In his book What works on Wall Street, James O’Shaughnessy analysed a variety of strategies that delivered market-beating returns in the US stock market.

Value investing proved to be one of the most outstanding.

O’Shaughnessy took a variety of metrics – the price/sales ratio (PSR), price/cashflow, price/book and price/earnings – and then collated the 50 stocks from the broad US market which displayed the highest, and lowest, for each metric. He then annually reweighted his two lists, and ran this portfolio of ‘growth’ and ‘value’ over a period of 52 years, ending in December 2003 (shortly before the third edition of his book was published in 2005).

The results of O’Shaughnessy’s experiment are shown below.

Value-Investing
(Source: ‘What works on Wall Street’ by James O’Shaughnessy)
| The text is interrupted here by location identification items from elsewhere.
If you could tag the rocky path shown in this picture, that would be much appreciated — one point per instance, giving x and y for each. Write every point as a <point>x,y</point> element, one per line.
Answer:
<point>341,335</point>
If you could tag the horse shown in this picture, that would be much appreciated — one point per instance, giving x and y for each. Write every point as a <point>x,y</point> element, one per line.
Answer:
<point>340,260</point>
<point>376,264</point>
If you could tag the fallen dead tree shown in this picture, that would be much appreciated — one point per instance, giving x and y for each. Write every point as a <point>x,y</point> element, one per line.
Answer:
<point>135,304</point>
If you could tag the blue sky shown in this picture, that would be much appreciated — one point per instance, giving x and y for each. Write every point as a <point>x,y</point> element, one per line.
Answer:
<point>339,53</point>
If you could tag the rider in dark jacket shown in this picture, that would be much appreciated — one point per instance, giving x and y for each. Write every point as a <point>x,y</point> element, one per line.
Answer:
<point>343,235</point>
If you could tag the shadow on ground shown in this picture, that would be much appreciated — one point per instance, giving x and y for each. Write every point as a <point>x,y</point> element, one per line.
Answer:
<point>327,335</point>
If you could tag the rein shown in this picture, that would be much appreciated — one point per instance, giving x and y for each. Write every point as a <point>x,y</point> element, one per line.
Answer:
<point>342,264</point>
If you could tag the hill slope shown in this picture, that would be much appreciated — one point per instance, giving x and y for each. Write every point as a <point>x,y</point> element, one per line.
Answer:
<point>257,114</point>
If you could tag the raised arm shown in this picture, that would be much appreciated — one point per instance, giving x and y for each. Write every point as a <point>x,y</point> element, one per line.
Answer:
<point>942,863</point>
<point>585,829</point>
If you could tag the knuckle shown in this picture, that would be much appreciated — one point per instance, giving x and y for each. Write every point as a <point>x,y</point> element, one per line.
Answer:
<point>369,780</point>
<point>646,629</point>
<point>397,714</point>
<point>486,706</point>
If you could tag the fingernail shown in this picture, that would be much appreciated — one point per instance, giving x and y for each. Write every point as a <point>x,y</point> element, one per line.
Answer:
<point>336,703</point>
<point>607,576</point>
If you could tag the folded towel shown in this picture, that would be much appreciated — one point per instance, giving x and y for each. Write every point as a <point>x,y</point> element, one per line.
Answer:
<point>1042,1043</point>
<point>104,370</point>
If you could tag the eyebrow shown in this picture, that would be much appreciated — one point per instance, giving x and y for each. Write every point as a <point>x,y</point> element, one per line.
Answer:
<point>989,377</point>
Your hypothetical $10,000, starting 52 years ago, invested in the 50 stocks with the highest price/sales ratio (PSR) compounded up to $19,118. That may seem like a pretty good return, until you see what you could have won, by owning the 50 stocks with the lowest price/sales ratio from the same market. Your hypothetical $10,000 ended up with a terminal value of $22,012,919. Did someone say ‘value beats growth over the longer term’? Similar outperformance comes whether you’re assessing stocks by price/cashflow, price/book, or price/earnings. In each case, over the longer term, ‘value’ doesn’t just beat ‘growth’. It wipes the floor with it.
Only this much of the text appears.